THE monumental political tussle over the exit of President Musharraf has gripped the nation and sparked frenzied, ever-changing speculation on the president’s fate. Some observations are in order. First, the president has clearly lost the moral right to stay in office. The four constituent provinces of the federation of Pakistan have spoken unanimously: they want President Musharraf to go. The votes required to impeach the president in a joint session of parliament appear to be firmly in the grasp of the ruling coalition. Talk of fomenting breakaway factions within the PPP, destabilising Sindh politically, and wooing independents in parliament to keep the president in office has proved far-fetched thus far. Second, the country continues to face severe governance crises. Inflation is at a record high, the rupee at a record low, the tribal areas and northern Pakistan are awash with militancy, suicide bombers have returned to strike terror in cities, relations with India are at their lowest point in years and the powers that be in Afghanistan have all but tried to hang the ISI. These challenges would test the strongest of governments at the best of times. Pakistan, of course, has no such luxury.

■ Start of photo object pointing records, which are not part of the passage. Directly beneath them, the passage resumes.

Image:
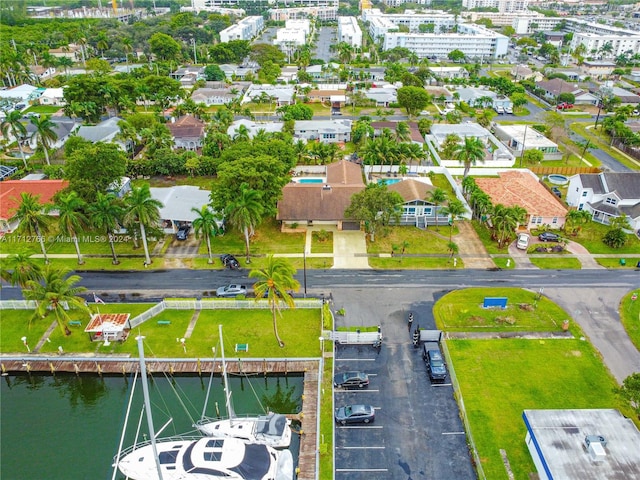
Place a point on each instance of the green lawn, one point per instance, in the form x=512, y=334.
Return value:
x=630, y=316
x=557, y=263
x=461, y=311
x=500, y=378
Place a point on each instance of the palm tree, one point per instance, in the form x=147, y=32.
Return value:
x=454, y=209
x=144, y=210
x=44, y=134
x=469, y=152
x=245, y=213
x=106, y=213
x=71, y=218
x=437, y=196
x=33, y=219
x=56, y=293
x=13, y=125
x=275, y=281
x=19, y=268
x=205, y=225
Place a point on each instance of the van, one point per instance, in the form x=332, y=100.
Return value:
x=523, y=241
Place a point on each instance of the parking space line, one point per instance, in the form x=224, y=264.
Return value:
x=362, y=469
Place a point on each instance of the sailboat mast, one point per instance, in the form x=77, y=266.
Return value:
x=147, y=404
x=227, y=390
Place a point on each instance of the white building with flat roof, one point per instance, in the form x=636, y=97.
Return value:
x=245, y=29
x=349, y=31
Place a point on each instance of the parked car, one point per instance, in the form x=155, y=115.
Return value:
x=432, y=356
x=351, y=380
x=230, y=261
x=523, y=241
x=183, y=233
x=355, y=414
x=232, y=290
x=549, y=237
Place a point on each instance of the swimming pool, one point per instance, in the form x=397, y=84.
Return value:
x=310, y=180
x=389, y=181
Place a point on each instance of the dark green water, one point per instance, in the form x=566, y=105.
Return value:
x=67, y=427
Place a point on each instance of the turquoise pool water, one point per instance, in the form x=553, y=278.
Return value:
x=311, y=180
x=389, y=181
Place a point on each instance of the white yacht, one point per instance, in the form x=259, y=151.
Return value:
x=183, y=458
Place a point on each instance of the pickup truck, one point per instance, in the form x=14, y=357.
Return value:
x=434, y=361
x=232, y=290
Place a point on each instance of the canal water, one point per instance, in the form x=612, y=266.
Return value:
x=68, y=427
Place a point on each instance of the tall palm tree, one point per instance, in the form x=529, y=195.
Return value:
x=33, y=219
x=106, y=212
x=56, y=293
x=454, y=209
x=44, y=134
x=245, y=213
x=144, y=210
x=275, y=281
x=71, y=218
x=205, y=225
x=437, y=197
x=19, y=268
x=12, y=124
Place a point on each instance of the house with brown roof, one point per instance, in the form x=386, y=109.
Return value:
x=417, y=211
x=11, y=191
x=523, y=189
x=188, y=132
x=324, y=202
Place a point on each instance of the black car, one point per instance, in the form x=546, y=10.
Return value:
x=351, y=380
x=549, y=237
x=183, y=233
x=355, y=414
x=230, y=261
x=436, y=368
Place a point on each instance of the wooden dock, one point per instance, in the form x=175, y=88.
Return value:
x=308, y=416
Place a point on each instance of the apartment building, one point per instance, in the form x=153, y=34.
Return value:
x=349, y=31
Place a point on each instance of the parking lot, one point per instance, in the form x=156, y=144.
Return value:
x=417, y=431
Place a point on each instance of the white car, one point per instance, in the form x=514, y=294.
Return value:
x=523, y=241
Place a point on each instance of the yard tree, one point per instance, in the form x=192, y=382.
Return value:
x=214, y=73
x=276, y=282
x=163, y=46
x=376, y=206
x=245, y=213
x=413, y=99
x=33, y=219
x=93, y=167
x=56, y=293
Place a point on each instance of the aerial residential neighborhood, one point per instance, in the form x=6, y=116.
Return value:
x=411, y=230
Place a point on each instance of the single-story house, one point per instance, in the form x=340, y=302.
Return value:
x=322, y=203
x=177, y=203
x=214, y=96
x=582, y=443
x=11, y=190
x=105, y=131
x=521, y=137
x=281, y=94
x=417, y=211
x=523, y=189
x=188, y=132
x=607, y=195
x=254, y=127
x=324, y=131
x=52, y=96
x=597, y=68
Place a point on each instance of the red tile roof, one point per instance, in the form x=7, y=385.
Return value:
x=10, y=191
x=524, y=190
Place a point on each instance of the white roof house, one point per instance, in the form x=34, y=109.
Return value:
x=597, y=444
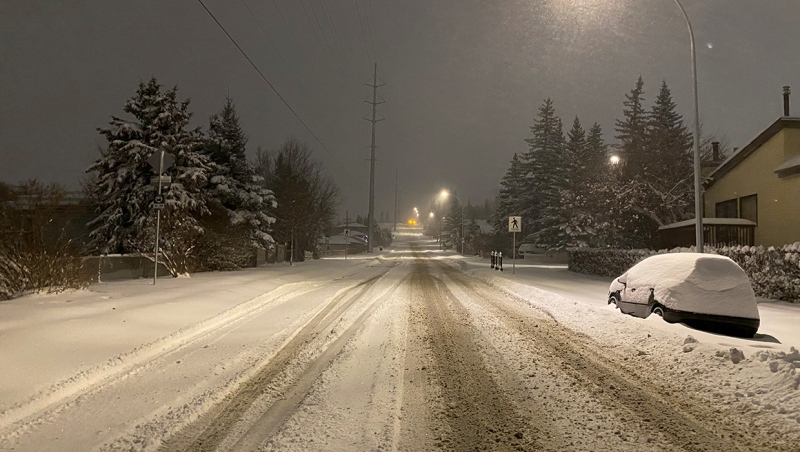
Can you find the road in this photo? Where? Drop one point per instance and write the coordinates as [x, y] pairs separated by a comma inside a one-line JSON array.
[[410, 353]]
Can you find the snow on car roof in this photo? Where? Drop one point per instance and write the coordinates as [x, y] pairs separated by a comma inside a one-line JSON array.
[[696, 282]]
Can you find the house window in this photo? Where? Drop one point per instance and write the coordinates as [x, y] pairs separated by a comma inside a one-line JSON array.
[[727, 209], [749, 208]]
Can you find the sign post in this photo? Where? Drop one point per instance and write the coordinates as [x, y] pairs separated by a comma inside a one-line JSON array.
[[514, 226], [157, 160]]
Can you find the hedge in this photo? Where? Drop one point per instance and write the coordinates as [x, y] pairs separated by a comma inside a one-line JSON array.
[[774, 272]]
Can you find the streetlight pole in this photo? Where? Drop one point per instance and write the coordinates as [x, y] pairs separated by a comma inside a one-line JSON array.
[[698, 195]]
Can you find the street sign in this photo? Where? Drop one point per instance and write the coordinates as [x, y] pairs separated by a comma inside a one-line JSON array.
[[165, 180], [169, 160]]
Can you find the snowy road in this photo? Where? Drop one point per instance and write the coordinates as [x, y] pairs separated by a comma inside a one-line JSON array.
[[411, 351]]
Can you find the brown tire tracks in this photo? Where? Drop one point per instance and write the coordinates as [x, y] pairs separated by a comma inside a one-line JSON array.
[[684, 421]]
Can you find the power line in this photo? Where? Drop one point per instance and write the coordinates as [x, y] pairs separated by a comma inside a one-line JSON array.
[[297, 79], [266, 80], [330, 49]]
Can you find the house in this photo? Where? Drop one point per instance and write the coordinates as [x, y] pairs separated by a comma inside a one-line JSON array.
[[760, 182]]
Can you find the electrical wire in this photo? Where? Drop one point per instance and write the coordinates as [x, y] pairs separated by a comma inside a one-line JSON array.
[[296, 78], [268, 82]]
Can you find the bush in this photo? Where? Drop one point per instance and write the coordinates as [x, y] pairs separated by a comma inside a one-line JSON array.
[[34, 255], [773, 272]]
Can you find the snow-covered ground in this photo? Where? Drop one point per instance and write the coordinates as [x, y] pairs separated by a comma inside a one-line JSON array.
[[392, 351]]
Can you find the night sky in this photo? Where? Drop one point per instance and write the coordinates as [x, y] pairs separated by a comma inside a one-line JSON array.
[[464, 78]]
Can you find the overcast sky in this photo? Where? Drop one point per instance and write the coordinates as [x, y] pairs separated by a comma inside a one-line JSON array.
[[464, 78]]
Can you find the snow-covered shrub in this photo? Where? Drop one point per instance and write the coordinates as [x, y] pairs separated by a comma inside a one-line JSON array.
[[604, 262], [773, 272], [35, 256]]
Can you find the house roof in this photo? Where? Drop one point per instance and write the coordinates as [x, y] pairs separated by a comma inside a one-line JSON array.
[[792, 122], [709, 222], [789, 167]]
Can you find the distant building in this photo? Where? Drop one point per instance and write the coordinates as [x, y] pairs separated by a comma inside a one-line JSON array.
[[761, 183]]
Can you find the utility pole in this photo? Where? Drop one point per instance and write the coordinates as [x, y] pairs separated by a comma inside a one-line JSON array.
[[395, 201], [374, 103]]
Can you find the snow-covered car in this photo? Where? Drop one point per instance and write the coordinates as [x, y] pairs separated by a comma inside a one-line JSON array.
[[704, 290]]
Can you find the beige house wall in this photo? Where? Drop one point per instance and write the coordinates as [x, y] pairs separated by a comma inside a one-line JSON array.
[[778, 198]]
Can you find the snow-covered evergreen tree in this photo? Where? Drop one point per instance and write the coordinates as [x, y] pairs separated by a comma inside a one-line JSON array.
[[509, 201], [546, 175], [306, 198], [126, 220], [632, 132], [669, 179], [232, 181]]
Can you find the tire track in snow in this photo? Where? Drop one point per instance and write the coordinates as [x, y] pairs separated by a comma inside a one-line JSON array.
[[477, 412], [237, 423], [19, 418], [679, 419]]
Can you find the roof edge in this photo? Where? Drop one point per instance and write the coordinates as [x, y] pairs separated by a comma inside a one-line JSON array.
[[748, 149]]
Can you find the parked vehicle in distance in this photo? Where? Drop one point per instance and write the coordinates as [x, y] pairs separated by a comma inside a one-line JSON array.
[[705, 291]]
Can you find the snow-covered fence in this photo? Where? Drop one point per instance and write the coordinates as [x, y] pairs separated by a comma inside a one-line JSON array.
[[774, 272]]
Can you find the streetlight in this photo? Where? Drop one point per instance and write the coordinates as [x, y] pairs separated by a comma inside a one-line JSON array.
[[444, 194], [698, 202]]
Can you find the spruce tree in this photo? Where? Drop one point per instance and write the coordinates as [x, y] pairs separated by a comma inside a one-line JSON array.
[[595, 158], [547, 174], [126, 219], [632, 132], [233, 183], [670, 176], [509, 201]]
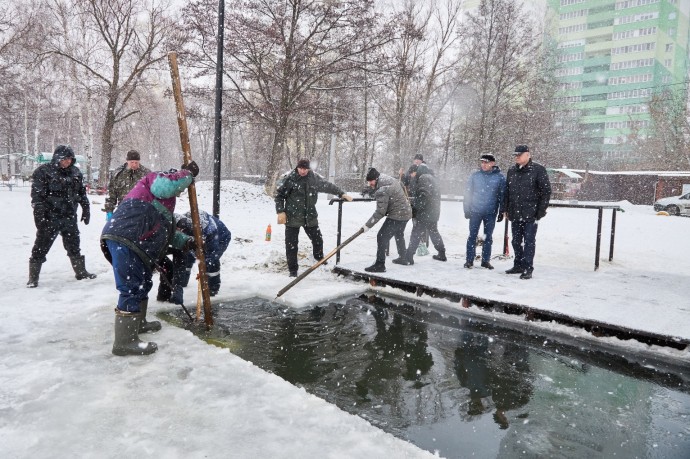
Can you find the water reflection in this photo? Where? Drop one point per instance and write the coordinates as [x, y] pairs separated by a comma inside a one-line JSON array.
[[461, 387]]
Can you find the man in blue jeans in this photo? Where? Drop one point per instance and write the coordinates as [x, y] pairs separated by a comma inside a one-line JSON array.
[[527, 196], [482, 201]]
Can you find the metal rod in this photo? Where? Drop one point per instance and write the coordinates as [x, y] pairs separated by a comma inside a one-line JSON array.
[[193, 204], [596, 252]]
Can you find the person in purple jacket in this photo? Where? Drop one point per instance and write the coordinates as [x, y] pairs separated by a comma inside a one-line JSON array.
[[138, 234]]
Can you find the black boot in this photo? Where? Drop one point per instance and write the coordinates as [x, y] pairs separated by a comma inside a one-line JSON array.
[[144, 326], [376, 268], [127, 335], [34, 271], [441, 256], [79, 267]]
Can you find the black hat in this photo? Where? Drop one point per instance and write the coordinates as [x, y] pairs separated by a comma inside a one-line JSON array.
[[521, 149], [133, 155], [63, 152], [373, 174]]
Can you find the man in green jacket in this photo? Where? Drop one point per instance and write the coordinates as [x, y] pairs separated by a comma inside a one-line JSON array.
[[296, 208], [126, 176]]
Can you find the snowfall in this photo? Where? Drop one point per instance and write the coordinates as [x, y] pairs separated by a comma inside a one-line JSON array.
[[63, 394]]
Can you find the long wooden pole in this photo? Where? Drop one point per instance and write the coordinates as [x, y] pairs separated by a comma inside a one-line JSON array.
[[319, 263], [193, 203]]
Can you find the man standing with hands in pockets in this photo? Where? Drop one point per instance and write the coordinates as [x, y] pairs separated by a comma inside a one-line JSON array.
[[528, 192]]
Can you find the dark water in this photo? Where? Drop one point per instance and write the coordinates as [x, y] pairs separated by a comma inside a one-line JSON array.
[[461, 387]]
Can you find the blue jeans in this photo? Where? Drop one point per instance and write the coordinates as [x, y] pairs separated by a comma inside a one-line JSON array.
[[132, 279], [489, 221], [524, 243]]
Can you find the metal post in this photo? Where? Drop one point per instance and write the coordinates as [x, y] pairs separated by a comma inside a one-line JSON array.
[[339, 234], [613, 234], [596, 252], [218, 109]]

The guessing game is centred on what is being exchanged between the coalition leaders, the president and the parade of foreign interlocutors who have been wending their way through Islamabad. Speculation has mounted that the terms on which the president can make a graceful exit and be kept out of the hands of the politicians are being fought over. If indemnity for President Musharraf is the price that is being demanded for a quick end to the paralysing political crisis then the politicians should think hard about paying that price. Whatever the charges that the coalition can draw up against the president, from a historical perspective they can at least be matched by the sins of past leaders of this country. Politics of retribution at this critical time in Pakistan’s history would be a great disservice to the nation.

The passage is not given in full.